The inner life of others may be a friendly dialogue, mine is a shooting war. I cannot even give myself credit for what others would regard as a virtue. I am too eager to believe bad things about myself. I am unable to say even if only to myself that I am good. This willingness to suspicion is not that I should be the worst sinner, but that I cannot rest in the conviction that I am the worst sinner ever or in any other conviction. I don’t deserve the benefits and comfort that certainty would bring. This is the punishment I visit upon myself.
With the loss of a higher world from which virtue and beauty came , virtue arises out of blood and filth. Virtue has a biography. The peculiarities of my upbringing and life make me at times painfully aware of the mundane origins of truthfulness. The knowledge of its origins makes for shame. The blood and gore of my inner life make it doubtful that any portrayal could ever be tolerable.
With the way that I go on and on about the brutality of my inner life, it is easy to overlook when I forget myself and feel myself divine.
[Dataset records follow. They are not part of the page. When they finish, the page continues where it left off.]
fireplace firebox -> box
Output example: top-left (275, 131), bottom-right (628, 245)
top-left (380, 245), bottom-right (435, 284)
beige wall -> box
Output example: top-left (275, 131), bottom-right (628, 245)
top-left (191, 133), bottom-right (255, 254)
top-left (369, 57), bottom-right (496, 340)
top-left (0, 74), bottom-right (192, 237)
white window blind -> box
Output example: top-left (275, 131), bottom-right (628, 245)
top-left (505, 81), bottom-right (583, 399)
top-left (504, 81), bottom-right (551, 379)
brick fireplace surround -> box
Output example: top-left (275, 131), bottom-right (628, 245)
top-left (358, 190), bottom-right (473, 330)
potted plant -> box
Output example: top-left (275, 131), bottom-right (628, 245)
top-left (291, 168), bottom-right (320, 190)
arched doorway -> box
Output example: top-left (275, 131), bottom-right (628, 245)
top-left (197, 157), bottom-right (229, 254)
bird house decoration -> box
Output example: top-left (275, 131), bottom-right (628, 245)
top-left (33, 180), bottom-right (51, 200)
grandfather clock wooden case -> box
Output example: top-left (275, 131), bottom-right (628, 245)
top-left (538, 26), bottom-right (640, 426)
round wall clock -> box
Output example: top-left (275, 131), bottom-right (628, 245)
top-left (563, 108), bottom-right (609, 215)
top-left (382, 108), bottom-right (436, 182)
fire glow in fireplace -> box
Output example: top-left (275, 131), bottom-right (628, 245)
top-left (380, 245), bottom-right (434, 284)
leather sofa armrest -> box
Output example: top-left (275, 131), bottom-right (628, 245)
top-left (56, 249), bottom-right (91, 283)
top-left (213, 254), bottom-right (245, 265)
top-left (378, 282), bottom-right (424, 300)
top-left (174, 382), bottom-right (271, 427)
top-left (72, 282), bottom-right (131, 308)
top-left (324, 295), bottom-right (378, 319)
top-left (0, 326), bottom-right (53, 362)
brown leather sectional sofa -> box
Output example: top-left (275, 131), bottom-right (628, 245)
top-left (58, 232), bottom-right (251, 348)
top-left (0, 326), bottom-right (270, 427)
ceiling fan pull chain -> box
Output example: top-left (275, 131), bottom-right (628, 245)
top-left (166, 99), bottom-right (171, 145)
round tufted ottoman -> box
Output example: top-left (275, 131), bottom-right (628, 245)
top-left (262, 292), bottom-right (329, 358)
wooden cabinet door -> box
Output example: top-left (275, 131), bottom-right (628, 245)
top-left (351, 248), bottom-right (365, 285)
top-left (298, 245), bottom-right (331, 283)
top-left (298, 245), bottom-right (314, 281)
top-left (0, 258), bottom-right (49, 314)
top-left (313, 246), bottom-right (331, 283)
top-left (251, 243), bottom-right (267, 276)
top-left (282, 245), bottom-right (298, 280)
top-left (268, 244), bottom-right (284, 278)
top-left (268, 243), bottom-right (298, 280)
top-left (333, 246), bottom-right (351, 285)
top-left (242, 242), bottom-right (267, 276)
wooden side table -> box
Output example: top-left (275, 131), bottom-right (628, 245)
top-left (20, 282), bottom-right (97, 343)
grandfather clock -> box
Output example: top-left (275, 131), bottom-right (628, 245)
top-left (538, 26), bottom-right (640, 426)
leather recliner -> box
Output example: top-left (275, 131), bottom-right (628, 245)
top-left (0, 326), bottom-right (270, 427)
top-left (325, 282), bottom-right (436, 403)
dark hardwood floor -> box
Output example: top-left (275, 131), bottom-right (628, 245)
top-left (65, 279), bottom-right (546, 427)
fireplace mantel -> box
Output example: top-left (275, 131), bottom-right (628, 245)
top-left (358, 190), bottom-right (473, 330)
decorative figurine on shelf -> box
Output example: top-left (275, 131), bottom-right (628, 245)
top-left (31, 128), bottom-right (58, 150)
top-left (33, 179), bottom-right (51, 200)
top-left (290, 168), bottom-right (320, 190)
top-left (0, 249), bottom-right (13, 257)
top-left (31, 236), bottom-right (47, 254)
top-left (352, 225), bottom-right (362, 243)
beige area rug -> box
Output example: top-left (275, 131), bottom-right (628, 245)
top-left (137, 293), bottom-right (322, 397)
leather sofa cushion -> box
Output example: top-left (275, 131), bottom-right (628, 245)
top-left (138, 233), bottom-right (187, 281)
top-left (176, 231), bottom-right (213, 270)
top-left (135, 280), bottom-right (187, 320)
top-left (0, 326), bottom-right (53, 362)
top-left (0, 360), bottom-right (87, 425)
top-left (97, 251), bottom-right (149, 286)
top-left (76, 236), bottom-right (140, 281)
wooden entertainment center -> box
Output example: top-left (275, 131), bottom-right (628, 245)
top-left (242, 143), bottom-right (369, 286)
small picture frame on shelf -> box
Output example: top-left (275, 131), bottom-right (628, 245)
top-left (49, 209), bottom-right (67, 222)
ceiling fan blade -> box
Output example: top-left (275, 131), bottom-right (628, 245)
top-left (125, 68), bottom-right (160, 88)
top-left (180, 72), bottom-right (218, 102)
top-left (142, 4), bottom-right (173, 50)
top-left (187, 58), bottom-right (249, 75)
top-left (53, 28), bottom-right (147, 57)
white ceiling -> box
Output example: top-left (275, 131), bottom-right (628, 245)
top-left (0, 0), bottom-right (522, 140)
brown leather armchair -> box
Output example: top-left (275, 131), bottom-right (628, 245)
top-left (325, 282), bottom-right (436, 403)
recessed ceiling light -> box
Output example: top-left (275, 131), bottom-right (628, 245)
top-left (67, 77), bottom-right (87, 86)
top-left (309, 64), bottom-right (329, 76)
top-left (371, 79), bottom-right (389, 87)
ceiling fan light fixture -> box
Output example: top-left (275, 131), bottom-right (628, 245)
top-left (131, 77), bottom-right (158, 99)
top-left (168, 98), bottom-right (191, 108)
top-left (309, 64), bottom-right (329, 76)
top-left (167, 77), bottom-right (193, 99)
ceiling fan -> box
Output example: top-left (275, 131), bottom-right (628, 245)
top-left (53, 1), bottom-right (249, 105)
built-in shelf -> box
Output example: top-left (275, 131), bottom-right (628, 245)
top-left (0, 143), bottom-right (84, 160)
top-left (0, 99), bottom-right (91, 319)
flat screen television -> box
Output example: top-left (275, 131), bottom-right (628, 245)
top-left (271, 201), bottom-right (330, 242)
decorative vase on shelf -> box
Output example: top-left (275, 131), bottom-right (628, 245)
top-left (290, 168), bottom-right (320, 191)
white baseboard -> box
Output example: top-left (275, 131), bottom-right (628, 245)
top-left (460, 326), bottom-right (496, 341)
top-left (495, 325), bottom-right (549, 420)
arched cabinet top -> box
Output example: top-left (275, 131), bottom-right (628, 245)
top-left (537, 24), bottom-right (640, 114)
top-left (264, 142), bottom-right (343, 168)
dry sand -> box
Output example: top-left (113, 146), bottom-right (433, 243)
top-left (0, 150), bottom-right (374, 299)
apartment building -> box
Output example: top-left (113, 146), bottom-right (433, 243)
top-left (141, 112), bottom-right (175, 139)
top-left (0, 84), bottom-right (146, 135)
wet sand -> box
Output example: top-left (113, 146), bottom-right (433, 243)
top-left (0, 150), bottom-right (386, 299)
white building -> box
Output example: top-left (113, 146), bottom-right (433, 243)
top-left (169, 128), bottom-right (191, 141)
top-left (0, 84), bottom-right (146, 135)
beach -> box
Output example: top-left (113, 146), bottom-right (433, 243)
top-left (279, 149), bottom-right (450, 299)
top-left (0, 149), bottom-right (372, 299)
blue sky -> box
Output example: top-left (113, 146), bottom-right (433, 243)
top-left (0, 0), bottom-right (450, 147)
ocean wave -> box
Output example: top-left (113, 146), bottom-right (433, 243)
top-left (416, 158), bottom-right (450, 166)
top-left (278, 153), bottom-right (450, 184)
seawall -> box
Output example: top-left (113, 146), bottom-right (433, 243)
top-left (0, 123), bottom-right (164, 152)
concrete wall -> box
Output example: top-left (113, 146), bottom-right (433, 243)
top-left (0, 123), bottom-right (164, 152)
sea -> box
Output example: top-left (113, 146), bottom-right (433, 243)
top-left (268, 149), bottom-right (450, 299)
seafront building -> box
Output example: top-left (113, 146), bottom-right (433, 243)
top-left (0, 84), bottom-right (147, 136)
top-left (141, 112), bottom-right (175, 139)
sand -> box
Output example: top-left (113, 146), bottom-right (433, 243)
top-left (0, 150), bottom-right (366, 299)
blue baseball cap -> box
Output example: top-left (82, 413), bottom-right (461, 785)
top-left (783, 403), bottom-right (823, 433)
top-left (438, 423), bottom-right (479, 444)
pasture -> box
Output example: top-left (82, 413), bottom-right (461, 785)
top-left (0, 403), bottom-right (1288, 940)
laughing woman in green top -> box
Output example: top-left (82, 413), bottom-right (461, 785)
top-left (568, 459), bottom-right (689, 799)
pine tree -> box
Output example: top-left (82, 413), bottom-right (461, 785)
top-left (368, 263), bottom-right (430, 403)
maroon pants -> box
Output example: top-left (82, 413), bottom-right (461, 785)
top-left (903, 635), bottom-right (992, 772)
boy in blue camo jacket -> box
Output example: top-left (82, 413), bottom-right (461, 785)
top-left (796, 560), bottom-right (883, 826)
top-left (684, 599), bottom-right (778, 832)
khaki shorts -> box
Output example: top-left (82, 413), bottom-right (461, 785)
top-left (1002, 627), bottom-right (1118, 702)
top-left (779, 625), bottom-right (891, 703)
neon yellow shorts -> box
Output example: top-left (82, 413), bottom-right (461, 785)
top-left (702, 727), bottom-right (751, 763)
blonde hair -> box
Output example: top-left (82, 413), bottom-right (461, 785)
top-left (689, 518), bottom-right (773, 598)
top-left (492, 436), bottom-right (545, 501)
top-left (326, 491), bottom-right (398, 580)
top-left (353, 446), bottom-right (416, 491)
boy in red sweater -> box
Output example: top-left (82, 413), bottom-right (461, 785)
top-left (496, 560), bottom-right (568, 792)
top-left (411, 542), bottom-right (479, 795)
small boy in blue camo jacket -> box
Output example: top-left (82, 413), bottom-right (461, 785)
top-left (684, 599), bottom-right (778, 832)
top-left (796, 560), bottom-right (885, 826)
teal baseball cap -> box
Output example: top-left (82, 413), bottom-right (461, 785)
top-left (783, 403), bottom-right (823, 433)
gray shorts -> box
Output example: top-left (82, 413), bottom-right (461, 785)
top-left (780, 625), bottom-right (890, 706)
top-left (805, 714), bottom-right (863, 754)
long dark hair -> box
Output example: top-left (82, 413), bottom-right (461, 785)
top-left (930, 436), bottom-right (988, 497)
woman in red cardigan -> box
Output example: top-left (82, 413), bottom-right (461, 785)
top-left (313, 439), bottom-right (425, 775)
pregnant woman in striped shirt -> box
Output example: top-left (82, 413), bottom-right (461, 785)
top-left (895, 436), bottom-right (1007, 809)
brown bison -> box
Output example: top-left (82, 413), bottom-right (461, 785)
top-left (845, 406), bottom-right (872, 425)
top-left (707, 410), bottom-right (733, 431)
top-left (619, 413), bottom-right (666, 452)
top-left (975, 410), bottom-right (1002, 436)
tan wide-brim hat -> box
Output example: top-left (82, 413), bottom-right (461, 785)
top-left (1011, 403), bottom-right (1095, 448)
And that too is a denial of certainty. Abject humility coupled with raging egoism. Maybe I am still Christian and long to be washed in the Blood of the Lamb. Or, maybe irony and self-mockery are the path to divinity.
Returning to the theme of impotence, it is the incapacity to reply in kind that provokes painful sensations of powerlessness. The infliction of a hurt in the material world begets the desire to inflict a hurt also in the material world. Where there is an impotence in one sphere, compensation is sought in another. Does this mean revenge fantasies stem from a lack of imagination?